Aside from timing, positive cash flow management relies on accurate accounts and reporting.
So… be prepared! Make sure your accounts are up to date. Monitor your cash flow reports regularly to avoid unwanted surprises. This will allow you to see your cash position at any point in time and quickly identify potential shortages in the immediate future!
Cash flow reports will help you breakdown ways to improve your cash flow based on either your sales, expenses or in many cases, both.
You need cash to pay suppliers, loan repayments, employees and taxes. Ideally, money flowing in outweighs funds going out.
Effective “Accounts Receivables” management:
– Invoice sooner rather than later. The sooner you invoice the sooner you get paid.
– Make it easy for customers to pay you, offer payment options like Zip Pay or Afterpay
– Regularly follow up outstanding accounts
– Automate your invoice reminders.
– Consider offering early payment discounts & or late payment penalties
– Review payment terms. If 30 days EOM is too long, try changing to 30 or 14 days. from invoice date.

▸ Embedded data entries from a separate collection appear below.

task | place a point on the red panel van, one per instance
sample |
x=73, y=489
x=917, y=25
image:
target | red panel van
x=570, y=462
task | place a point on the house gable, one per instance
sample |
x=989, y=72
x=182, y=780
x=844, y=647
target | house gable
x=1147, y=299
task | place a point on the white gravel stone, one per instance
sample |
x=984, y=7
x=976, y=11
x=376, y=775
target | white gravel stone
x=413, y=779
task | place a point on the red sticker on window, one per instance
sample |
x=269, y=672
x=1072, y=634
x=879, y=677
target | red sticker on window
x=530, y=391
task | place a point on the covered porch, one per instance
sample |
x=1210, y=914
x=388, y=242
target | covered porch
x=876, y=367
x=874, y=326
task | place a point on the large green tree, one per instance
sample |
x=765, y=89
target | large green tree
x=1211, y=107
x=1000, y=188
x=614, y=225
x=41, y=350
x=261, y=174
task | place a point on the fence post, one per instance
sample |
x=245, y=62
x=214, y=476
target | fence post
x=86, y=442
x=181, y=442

– Ask for deposits and progress payments for large work orders if appropriate.
Pricing: Does your margin cover your costs and then some?
Check your pricing. You can still stay competitive but do not sell yourself short. If the cost of inputs is going up, so should your price.
Inventory:
Overstocking can tie up significant amounts of cash.
Buy what you need, monitor inventory regularly and clear slow-moving stock.
Work your spare cash. Don’t let it sit there, put it in an interest-earning account!